1760: Com um sucesso atrás do outro, cria os “sanduíches”, assim chamados em sua homenagem, realizando imaginosas combinações de rosbife, galinha, língua e praticamente todos os frios conhecidos. Não contente em repetir fórmulas já tentadas, busca novas idéias e cria o sanduíche-viagem, pelo qual recebe a Ordem da Jarreteira.

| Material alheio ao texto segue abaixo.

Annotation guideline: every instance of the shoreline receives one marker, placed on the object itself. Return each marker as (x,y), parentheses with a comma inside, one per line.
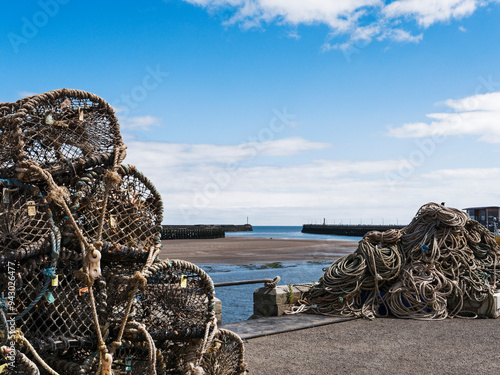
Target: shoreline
(254,250)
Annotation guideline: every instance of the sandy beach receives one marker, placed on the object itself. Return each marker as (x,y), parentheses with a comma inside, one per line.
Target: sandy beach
(251,250)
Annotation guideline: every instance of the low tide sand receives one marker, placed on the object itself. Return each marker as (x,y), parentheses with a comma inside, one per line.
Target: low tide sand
(251,250)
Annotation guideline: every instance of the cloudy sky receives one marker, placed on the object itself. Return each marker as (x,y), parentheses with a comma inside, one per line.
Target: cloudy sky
(282,111)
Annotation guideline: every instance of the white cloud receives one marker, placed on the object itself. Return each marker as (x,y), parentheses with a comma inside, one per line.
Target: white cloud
(475,115)
(361,20)
(164,154)
(139,122)
(428,12)
(25,94)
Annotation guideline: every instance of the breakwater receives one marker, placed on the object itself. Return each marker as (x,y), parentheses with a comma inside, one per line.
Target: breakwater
(346,230)
(186,232)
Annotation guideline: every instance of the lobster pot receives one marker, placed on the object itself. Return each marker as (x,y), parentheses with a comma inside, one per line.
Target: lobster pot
(63,311)
(132,216)
(118,266)
(60,130)
(26,222)
(7,139)
(177,301)
(225,356)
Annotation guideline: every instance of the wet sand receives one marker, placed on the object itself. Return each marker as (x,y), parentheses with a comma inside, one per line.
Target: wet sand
(251,250)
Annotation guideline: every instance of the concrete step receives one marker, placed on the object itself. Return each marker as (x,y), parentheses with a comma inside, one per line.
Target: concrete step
(253,328)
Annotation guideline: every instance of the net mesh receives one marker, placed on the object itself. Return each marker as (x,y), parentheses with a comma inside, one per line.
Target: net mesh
(133,214)
(225,355)
(177,301)
(62,129)
(79,234)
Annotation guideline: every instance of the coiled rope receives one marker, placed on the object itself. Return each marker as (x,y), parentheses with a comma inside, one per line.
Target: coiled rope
(431,269)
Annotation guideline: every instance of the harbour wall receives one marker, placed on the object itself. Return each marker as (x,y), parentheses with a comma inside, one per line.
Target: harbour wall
(185,232)
(346,230)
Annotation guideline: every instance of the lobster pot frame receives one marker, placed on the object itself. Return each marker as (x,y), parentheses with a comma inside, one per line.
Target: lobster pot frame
(64,310)
(7,139)
(134,211)
(118,265)
(25,222)
(60,130)
(177,301)
(225,356)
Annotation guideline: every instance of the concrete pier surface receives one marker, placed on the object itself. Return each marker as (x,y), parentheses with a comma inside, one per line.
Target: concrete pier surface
(383,346)
(253,250)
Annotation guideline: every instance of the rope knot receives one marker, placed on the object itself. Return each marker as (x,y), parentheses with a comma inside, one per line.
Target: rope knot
(272,284)
(58,195)
(112,178)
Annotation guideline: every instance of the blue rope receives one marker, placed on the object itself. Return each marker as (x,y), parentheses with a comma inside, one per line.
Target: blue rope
(49,273)
(5,324)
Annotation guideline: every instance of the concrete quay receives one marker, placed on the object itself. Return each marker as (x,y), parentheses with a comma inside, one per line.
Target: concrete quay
(382,346)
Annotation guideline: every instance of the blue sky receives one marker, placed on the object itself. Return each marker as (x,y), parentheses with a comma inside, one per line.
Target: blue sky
(287,112)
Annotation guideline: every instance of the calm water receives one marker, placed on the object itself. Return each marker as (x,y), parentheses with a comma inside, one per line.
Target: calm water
(288,233)
(237,301)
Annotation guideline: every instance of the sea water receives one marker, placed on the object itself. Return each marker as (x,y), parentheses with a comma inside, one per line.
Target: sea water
(237,301)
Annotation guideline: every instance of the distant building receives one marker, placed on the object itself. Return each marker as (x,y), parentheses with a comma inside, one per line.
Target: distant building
(488,216)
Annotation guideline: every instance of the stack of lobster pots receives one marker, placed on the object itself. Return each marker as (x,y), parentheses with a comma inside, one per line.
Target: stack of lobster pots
(82,288)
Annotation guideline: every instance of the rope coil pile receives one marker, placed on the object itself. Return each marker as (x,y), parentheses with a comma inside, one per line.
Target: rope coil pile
(443,264)
(82,288)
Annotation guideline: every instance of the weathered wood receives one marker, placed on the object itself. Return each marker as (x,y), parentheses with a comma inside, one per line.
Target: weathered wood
(346,230)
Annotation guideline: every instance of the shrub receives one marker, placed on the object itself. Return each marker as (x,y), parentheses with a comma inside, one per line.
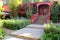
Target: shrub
(2,33)
(15,24)
(51,32)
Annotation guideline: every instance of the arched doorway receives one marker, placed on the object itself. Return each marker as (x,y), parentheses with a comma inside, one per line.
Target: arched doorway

1769: Vivendo agora numa mansão, é visitado pelos maiores homens de seu tempo: Haydn, Kant, Rousseau e Benjamin Franklin param em sua casa, alguns deliciando-se com suas notáveis criações, outros recusando-se a uma simples dentada.
1778: Embora fisicamente decrépito, continua a buscar novas formas e escreve em seu diário: “Tenho trabalhado durante a madrugada e resolvi torrar os sanduíches a fim de mantê-los quentes”. No fim do ano, seu sanduíche aberto causa autêntico escândalo por sua franqueza.
1783: Para celebrar seus 65 anos, inventa o hambúrguer e visita as grandes capitas do Ocidente, preparando pessoalmente os sanduíches em teatros, diante de enormes platéias entusiasmadas. Na Alemanha, Goethe sugere que sirva os hambúrgueres dentro de pães redondos – idéia que ele aproveita. Sobre o autor de Fausto, ele escreve em seu diário: “Grande cara, esse Goethe”. A frase deixa Goethe encantado, embora os dois, mais tarde, venham a romper intelectualmente devido a uma discordância sobre os conceitos de bem-passado, mal-passado e ao ponto.
1790: Numa retrospectiva de sua obra em Londres, sente-se mal com dores no peito e é quase dado como morto, mas recupera-se o suficiente para supervisionar a criação de um sanduíche de salsicha por um grupo de talentosos discípulos. O lançamento do sanduíche na Itália provoca distúrbios e, durante séculos, o futuro cachorro-quente continuará incompreendido, exceto por alguns críticos.
1792: Contrai um bacilo raro ao apertar a mão de Koch, o qual deixa de tratar a tempo e morre. Seu velório é realizado na Catedral de Westminster e milhões de pessoas vão levar-lhe suas últimas despedidas. Durante o enterro, o grande poeta alemão Hoelderlin resume a sua obra com essas palavras imortais: “Nossa dívida com ele é eterna. Ele livrou a humanidade da refeição quente”.